Tax increment districts are set up for either 20 or 27 years.

TIF 3 was created in 2002 and covers much of the downtown area and additional areas to the south and is known as a “blighted TIF” intended to rehabilitate specific areas of the village.

TIF 4 was created in 2006 and is a “mixed use” TIF used to develop land on the south side of the village. Businesses and industries located in TIF District 4 and built after the TIF district was formed include Anderson Bridges and the Village Pointe Plaza containing Anytime Fitness, Mane Street Salon and Mom’s Restaurant and Pub.

Each TIF has a project plan containing eligible expenses that could be reimbursed with TIF district money.

The way the TIF districts are set up now, TIF 4 is sharing revenue to help TIF 3 pay for projects, Lentz said.

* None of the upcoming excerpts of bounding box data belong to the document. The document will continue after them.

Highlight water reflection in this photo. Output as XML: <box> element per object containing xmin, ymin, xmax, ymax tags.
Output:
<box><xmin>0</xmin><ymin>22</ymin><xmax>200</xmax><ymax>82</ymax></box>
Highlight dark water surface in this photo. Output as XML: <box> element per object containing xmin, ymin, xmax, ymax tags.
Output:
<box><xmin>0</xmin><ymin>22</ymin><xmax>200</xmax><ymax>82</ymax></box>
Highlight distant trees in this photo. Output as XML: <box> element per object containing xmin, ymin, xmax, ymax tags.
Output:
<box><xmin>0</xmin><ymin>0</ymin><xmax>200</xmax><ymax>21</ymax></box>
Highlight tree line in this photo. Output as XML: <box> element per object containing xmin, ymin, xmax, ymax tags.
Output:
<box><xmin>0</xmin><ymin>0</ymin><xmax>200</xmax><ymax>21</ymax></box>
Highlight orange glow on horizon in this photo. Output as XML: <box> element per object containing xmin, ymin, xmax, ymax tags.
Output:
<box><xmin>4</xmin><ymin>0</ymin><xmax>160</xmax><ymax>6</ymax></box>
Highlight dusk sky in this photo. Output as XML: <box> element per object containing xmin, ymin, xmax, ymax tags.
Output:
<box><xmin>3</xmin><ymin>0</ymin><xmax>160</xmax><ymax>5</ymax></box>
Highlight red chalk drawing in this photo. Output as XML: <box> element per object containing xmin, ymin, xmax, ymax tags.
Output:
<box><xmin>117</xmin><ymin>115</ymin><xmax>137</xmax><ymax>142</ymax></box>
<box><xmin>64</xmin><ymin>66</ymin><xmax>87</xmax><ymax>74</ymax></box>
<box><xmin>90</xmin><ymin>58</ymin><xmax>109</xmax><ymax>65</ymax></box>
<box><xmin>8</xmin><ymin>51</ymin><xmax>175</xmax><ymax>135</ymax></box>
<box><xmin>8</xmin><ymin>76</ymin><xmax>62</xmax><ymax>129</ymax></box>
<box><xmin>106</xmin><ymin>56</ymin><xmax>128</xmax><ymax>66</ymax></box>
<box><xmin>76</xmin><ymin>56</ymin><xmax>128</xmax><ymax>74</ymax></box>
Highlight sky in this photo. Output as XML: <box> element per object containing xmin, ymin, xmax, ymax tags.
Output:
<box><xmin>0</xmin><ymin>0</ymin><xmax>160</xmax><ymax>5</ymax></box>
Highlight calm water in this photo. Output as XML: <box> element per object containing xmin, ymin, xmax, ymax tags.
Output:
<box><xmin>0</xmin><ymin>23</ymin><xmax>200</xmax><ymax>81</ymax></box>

The Colfax Village Board approved amending Tax Increment Finance Districts 3 and 4 to share funds in October of 2016 to pay for the Third Avenue street project.

The Joint Review Board approved a resolution to allow TIF District 4 to share revenue with TIF District 3 at a meeting held October 31, 2016.

East View

Several members of the Joint Review Board wanted to know about the East View residential development.

East View is located east of Dunn Street, and Dunn Street was part of the TIF projects, Stene noted.

Infrastructure for sewer and water is already installed along Dunn Street next to the land owned by the village and only needs to be connected to any houses built in East View along that section of the street, he said.

One house has been built in East View, and a developer has told the village board he would be interested in building 12 duplexes in East View, Stene said.

The duplexes would require more infrastructure, he noted.

Stene said he was “cautiously optimistic” about the possibility of the duplexes being built.

TIF 3

TIF District 3 had an ending fund balance December 31, 2016, of $202,337.

The tax increment set aside in 2016 on improvements was $73,284.

The total amount of the tax increment, from when the TIF was created in 2002 through 2016, is $594,328.

Capital expenditures in TIF 3 from time of creation until the end of 2016 was $1,143,543.

Capital expenditures in 2016 were $383,699.

The last date to incur project costs in TIF 3 is 2024, and the final dissolution date is 2029.

Actual project costs for TIF District 3 include $383,669 for the Third Avenue project; $364,514 for the Fourth Avenue project; $384,714 for the Bremer Avenue project; $10,930 for administration; $10,646 for planning, legal and consulting fees; $1,575 for professional fees; $122,505 for interest and fiscal charges; $30,000 for development incentives or subsidies.

Total actual project costs were $1,308,553.

TIF 4

TIF District 4 had an ending fund balance December 31, 2016, of $33,722.

The tax increment set aside in 2016 was $22,366.

The total amount of the tax increment, from when the TIF district was created in 2006 through 2016, is $188,738.

Capital expenditures were zero in 2016.

The last date to incur project costs in TIF District 4 is 2021, and the final dissolution date is 2026.

Actual project costs for TIF District 4 include $5,930 for planning, legal and consulting; $114,104 for strip mall construction; $7,950 for administration; $8,375 for professional fees; and $22,274 for interest and fiscal charges.

Total actual project costs were $158,633.

Approval

State law requires the Joint Review Board to meet annually on July 1 or when the annual report becomes available for review.

The due date for the Colfax reports on TIF Districts 3 and 4 was July 3, and the reports were submitted to the state on June 23.

The members of the Joint Review Board unanimously approved a resolution acknowledging the filing of the annual reports and compliance with the annual meeting requirement for the Village of Colfax.